Of all the Baby-related things that I have had to consider (which nursery should she attend/what injections should she have/should I have her circumcised etc), the idea of moving house to be nearer family simply didn’t occur to me. It would be useful in many ways.

These are the feverish thoughts that race through the mind of a delirious sick person, as he lies on the couch in front of a non-working TV. I console myself that when I am better I will be able to pretend that they did not occur to me at all.

There is still no TV!!!

I stare at the thing moodily. I get some sound on BBC1, and ITV gives you a wavy sort of drug-induced ITV behind the snow, but that’s it. No TV. There is no TV. TV there is none.

I clench my fists in frustration.

I do not even watch much TV. But in the TV-less situation it suddenly becomes the object of crazed desire. I want to watch Heartbeat!!! I need to see a plasticky-faced woman fronting a rigged quiz game!!! Tonight with Trevor McDonald!!! Trevor, I need you!!!

Not EastEnders, though.

A beep signifies a text message. It is Mrs Short Tony inviting us round to watch ‘Midsomer Murders’.

I do not need her pity-fucks.

The statistics are as follows. Of all aerial people in the vicinity, 25% are not answering their phones. Another 25% are answering their phones but telling you that there is no possibility of a mended aerial in the near future. A full 50% – yes 50% – have an answerphone message basically telling you to piss off and haven’t-you-heard-there-were-big-storms-the-other-week that broke lots of aerials and do not even bother trying to track me down because I am Not Interested, what do you think I am, a fucking aerial repair man?

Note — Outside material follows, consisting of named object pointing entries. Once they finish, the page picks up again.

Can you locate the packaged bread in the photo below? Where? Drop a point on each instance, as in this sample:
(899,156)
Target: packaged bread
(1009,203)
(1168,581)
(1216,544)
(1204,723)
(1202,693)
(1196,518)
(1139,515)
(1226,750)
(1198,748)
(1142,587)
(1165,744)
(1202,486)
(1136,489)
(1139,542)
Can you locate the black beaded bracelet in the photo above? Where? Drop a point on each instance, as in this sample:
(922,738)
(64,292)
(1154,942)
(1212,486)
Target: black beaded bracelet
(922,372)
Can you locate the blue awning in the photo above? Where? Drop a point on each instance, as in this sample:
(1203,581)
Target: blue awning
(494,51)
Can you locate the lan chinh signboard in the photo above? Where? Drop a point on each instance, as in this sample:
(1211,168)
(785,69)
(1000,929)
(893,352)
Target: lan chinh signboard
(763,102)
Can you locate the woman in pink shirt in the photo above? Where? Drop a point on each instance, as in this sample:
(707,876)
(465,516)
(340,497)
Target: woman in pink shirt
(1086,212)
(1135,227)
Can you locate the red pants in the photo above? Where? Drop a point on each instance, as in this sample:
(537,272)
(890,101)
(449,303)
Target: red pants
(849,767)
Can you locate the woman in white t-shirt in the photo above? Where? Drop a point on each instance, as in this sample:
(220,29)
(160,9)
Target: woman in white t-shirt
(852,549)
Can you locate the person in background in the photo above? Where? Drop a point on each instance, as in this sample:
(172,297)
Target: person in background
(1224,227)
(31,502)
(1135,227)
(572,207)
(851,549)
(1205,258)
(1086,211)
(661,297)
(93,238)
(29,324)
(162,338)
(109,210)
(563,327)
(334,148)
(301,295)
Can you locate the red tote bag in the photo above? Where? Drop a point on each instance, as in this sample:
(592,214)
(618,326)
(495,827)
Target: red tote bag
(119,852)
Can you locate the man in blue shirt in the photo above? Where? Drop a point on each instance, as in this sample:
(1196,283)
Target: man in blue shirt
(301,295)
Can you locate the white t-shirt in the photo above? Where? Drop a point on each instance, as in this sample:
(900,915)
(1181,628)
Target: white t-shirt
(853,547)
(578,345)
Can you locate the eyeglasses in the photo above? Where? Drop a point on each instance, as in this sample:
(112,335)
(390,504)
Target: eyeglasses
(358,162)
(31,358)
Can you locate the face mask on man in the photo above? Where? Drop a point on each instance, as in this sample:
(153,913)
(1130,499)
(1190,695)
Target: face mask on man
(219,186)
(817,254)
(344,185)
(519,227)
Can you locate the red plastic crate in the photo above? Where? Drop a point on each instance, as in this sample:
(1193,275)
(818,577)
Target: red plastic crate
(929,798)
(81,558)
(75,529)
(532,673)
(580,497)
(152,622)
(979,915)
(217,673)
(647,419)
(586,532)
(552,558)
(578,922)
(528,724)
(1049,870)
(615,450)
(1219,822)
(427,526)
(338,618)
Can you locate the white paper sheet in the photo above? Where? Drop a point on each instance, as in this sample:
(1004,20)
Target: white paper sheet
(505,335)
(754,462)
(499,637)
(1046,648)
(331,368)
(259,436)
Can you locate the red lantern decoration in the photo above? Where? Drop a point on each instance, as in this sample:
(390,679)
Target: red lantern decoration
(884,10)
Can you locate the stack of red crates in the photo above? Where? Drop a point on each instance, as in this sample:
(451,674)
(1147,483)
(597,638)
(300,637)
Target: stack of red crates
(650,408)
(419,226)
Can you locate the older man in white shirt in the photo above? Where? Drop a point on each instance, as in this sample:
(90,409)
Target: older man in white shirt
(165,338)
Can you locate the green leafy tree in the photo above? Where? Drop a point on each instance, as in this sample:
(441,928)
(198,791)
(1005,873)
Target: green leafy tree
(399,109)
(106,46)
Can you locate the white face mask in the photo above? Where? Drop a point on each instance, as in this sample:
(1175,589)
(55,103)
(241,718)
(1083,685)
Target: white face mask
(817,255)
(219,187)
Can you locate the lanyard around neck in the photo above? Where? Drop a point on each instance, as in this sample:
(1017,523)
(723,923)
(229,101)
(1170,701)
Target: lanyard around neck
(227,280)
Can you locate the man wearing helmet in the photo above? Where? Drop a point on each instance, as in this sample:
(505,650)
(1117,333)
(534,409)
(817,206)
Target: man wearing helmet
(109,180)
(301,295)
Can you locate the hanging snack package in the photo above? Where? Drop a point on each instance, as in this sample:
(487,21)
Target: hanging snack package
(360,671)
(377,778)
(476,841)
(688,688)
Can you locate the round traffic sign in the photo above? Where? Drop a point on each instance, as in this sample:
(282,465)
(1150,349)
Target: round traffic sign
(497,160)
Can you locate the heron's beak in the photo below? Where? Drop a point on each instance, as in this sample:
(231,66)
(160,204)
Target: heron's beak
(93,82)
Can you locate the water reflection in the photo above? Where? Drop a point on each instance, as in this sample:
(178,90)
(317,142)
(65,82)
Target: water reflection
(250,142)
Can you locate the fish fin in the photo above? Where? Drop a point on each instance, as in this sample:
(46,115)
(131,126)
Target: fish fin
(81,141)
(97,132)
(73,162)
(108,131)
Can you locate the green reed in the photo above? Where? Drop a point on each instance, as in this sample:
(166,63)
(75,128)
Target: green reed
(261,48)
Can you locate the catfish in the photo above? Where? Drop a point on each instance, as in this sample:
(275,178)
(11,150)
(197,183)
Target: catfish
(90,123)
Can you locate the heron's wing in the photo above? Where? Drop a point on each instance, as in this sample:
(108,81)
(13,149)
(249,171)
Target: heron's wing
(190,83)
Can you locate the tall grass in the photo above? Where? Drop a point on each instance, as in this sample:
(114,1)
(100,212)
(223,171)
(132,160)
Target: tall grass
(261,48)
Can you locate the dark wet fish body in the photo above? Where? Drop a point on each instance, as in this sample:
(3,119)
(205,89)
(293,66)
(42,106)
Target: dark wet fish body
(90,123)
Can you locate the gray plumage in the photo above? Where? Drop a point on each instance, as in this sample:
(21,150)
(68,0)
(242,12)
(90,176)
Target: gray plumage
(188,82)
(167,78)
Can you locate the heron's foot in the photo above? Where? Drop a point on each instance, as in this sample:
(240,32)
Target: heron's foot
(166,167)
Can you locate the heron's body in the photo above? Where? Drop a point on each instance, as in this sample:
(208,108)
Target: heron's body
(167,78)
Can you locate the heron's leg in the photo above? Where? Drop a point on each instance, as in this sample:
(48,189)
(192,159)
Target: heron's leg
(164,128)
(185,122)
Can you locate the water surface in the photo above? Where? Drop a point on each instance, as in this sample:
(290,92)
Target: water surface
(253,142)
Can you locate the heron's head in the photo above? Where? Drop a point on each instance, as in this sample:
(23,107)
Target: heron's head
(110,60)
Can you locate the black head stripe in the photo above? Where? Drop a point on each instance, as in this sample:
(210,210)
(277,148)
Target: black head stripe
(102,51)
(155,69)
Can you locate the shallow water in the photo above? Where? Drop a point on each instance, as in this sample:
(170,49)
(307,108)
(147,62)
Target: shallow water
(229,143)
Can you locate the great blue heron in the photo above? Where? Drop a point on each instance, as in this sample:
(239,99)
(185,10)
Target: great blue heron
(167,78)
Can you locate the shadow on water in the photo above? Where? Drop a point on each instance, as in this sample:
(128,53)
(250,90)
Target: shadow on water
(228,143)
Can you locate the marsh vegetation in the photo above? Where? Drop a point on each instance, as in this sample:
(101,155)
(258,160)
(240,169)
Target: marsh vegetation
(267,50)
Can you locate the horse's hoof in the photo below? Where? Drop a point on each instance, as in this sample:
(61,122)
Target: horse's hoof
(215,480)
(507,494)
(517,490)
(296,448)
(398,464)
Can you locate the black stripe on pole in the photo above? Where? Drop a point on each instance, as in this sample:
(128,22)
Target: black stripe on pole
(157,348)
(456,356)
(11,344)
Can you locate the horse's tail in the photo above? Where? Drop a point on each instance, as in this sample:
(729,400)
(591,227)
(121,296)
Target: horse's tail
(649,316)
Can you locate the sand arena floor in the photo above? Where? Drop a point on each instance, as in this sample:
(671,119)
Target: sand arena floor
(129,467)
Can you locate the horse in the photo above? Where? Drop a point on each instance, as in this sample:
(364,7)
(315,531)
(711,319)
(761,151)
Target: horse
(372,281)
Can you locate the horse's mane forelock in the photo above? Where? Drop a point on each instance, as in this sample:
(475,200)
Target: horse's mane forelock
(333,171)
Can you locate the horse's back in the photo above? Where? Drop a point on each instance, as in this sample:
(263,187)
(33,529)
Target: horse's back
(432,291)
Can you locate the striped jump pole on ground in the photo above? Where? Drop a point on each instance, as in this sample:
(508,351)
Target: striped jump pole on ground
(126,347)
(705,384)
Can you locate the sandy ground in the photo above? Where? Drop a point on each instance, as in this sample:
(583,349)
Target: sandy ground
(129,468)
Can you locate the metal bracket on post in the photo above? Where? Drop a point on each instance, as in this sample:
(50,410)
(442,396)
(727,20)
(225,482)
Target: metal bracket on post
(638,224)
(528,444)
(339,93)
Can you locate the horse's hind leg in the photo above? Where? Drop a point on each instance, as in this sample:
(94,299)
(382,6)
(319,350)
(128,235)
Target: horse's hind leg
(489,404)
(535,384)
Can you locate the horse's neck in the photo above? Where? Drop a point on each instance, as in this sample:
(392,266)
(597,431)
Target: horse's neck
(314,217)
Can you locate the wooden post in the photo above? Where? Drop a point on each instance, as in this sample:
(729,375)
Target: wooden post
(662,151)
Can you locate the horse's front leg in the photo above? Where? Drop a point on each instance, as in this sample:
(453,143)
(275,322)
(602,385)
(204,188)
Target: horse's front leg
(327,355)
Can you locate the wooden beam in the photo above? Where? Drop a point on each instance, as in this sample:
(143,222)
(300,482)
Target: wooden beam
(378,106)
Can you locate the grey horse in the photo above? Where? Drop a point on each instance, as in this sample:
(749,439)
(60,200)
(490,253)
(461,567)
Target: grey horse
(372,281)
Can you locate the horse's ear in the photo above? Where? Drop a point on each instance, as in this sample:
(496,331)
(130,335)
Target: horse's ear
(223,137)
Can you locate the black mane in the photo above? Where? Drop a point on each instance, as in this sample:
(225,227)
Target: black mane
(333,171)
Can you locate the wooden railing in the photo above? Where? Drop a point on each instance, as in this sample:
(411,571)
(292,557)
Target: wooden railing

I crack and telephone Rupert Murdoch. I do not get through but his people are helpful and will be arranging television for me as from next week.

That is it. I have sold out to an Evil Corporation.

Midsomer Murders is rubbish, even by the standards it sets for itself, which are rubbish standards from the University of Rubbish (formerly Rubbish Polytechnic). Mrs Big A arrives half way through, expecting Friday-night wine and lively conversation. She leaves ten minutes later.

“You’re all fucking sad,” she comments on her departure.